The Positive Effects of Negative Keywords

By Solid Cactus on Mon (6/16/08) in Featured Stories, Marketing | 0 Comments

Anyone who has set up a pay-per-click (PPC) advertising campaign knows the work and care required to target the right set of keywords for your site. However, the irrelevant traffic you worked so hard to avoid is still sneaking in to your account. It’s time to learn about the positive benefits that negative keywords can have on your PPC.

A Keyword Primer

First, let’s have a short lesson on regular keywords. When you bid on a keyword, you have to choose a match type. Match types determine the variety of traffic that your keywords can trigger. Three common varieties of Google Adwords include broad, phrase and exact match types. Broad match keywords bring in the greatest variety of traffic, while phrase and exact are more restrictive. The broad match of “cufflinks” can bring in traffic from users who search all of these phrases: “cufflinks”, “solid gold cuff link”, “kuff link”, and “win free cufflinks”. Broad match is the fastest way to capture a wide selection of relevant traffic, which makes it an important part of your PPC campaigns. However, broad match can also attract a lot of keywords in which you aren’t interested. This is where negative keywords work their magic.

Negative Positives

If you sell cufflinks but you don’t actually have a solid gold pair for sale, then “solid gold” would be a great negative keyword. Additionally, if you aren’t planning on giving them out for free, then “free” is another negative you should add to your account. You can add your negatives directly into individual ad groups, or they can be placed at the campaign level if the negatives are applicable to multiple categories.

Identifying Negatives

Now you can block unwanted traffic, but how do you actually find that traffic in the first place? If you’re not using negative keywords, you can almost guarantee that some of the PPC traffic currently coming to your site is unwanted. There are three great places you can go to start your negative keyword hunt. The first is in your initial keyword research. When you plug your core keywords into a keyword research tool, there are terms you choose not to use. Go back to that tool and take a look at the keywords you didn’t add to your campaigns. Was it because the volume or the cost per click was too high? Or did you pass those keywords by because they had nothing to do with your business? Add those irrelevant keywords to your negative keyword list!

Do Your Homework

The Search Query Report from Google Adwords allows you to see the actual search queries that are triggering your ads.
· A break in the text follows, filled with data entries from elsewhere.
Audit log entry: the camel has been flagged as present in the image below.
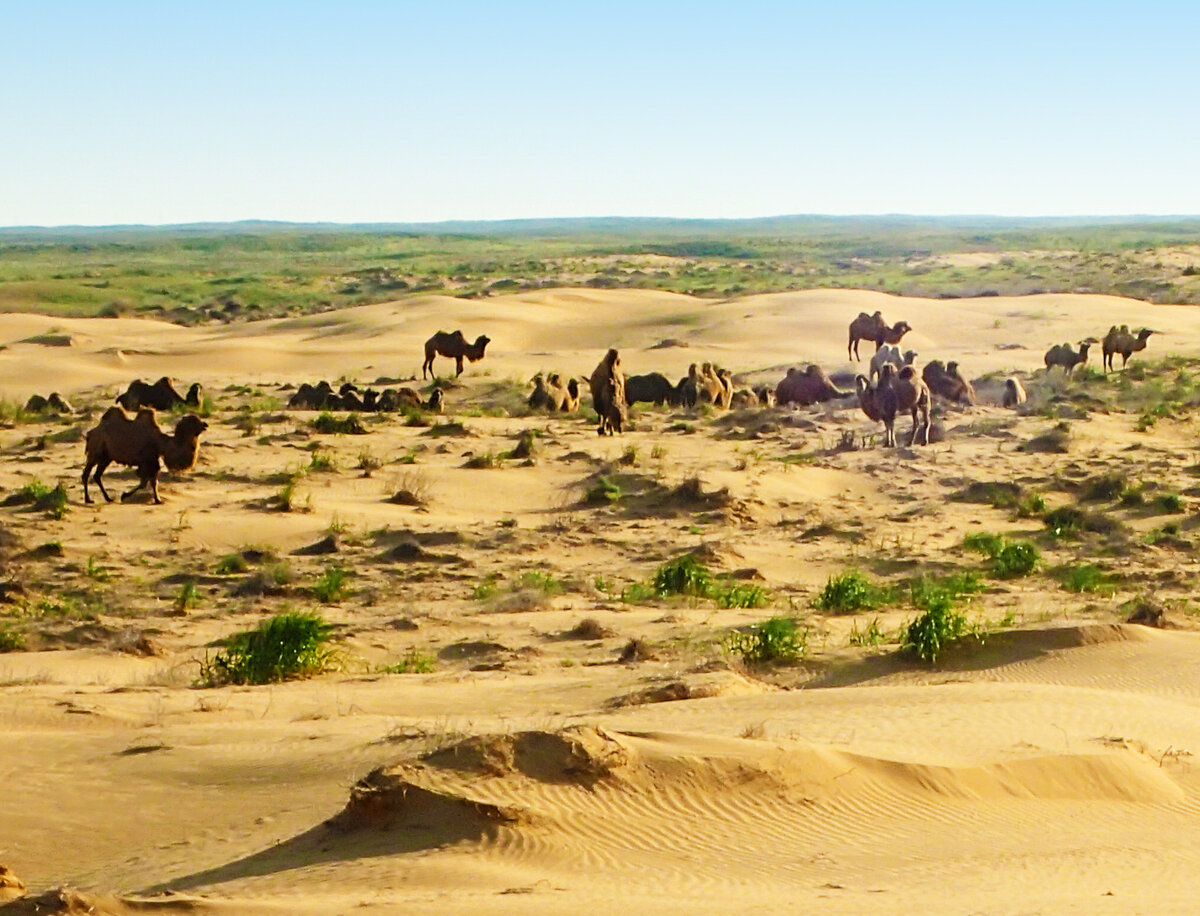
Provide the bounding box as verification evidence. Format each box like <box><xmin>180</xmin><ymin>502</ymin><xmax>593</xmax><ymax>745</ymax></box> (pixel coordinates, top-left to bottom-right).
<box><xmin>625</xmin><ymin>372</ymin><xmax>675</xmax><ymax>407</ymax></box>
<box><xmin>848</xmin><ymin>312</ymin><xmax>912</xmax><ymax>360</ymax></box>
<box><xmin>116</xmin><ymin>377</ymin><xmax>202</xmax><ymax>412</ymax></box>
<box><xmin>1044</xmin><ymin>340</ymin><xmax>1093</xmax><ymax>378</ymax></box>
<box><xmin>753</xmin><ymin>384</ymin><xmax>777</xmax><ymax>407</ymax></box>
<box><xmin>528</xmin><ymin>374</ymin><xmax>554</xmax><ymax>410</ymax></box>
<box><xmin>775</xmin><ymin>365</ymin><xmax>848</xmax><ymax>406</ymax></box>
<box><xmin>1102</xmin><ymin>325</ymin><xmax>1154</xmax><ymax>372</ymax></box>
<box><xmin>696</xmin><ymin>363</ymin><xmax>725</xmax><ymax>406</ymax></box>
<box><xmin>422</xmin><ymin>330</ymin><xmax>491</xmax><ymax>379</ymax></box>
<box><xmin>869</xmin><ymin>345</ymin><xmax>917</xmax><ymax>383</ymax></box>
<box><xmin>873</xmin><ymin>363</ymin><xmax>932</xmax><ymax>447</ymax></box>
<box><xmin>674</xmin><ymin>364</ymin><xmax>701</xmax><ymax>407</ymax></box>
<box><xmin>730</xmin><ymin>386</ymin><xmax>775</xmax><ymax>409</ymax></box>
<box><xmin>855</xmin><ymin>375</ymin><xmax>883</xmax><ymax>423</ymax></box>
<box><xmin>1003</xmin><ymin>377</ymin><xmax>1027</xmax><ymax>408</ymax></box>
<box><xmin>82</xmin><ymin>407</ymin><xmax>207</xmax><ymax>505</ymax></box>
<box><xmin>589</xmin><ymin>348</ymin><xmax>627</xmax><ymax>436</ymax></box>
<box><xmin>922</xmin><ymin>359</ymin><xmax>977</xmax><ymax>405</ymax></box>
<box><xmin>24</xmin><ymin>392</ymin><xmax>73</xmax><ymax>414</ymax></box>
<box><xmin>716</xmin><ymin>368</ymin><xmax>734</xmax><ymax>408</ymax></box>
Many of the search queries are the actual keywords on which you are bidding. Keep digging and you’ll start seeing variations that you aren’t bidding on, and this is where it gets interesting. Let’s run a search query report for the cufflinks ad group we were working with earlier. We found some individual styles that you don’t carry: “dragon cufflinks” “copper cufflinks” and “plastic cufflinks”. None of these keywords had a large volume. In fact, blocking them only saved you around $1. But running Search Query Reports and blocking lower traffic keywords can turn into big savings in the long run.

The final tool for researching negative keywords is your own analytics program. Google Analytics allows you to view the keywords driving traffic to your site. You can parse them out by paid (PPC) and non-paid (organic) keywords. Then you can analyze stats that include pages per visit and bounce rate. Not only is analytics a great tool for finding negative keywords, it provides additional insight into how all your keywords are performing.

Update, Update, Update

Like the rest of your keywords, negatives should be periodically reviewed. If you add new inventory to your store, be sure negatives aren’t blocking newly relevant traffic. As your business grows, you may find that you don’t need to be as restrictive with some categories as you once were. Negatives are a critical part in the success of your paid campaigns. Isn’t it time you started feeling the positive effects of negatives on your PPC?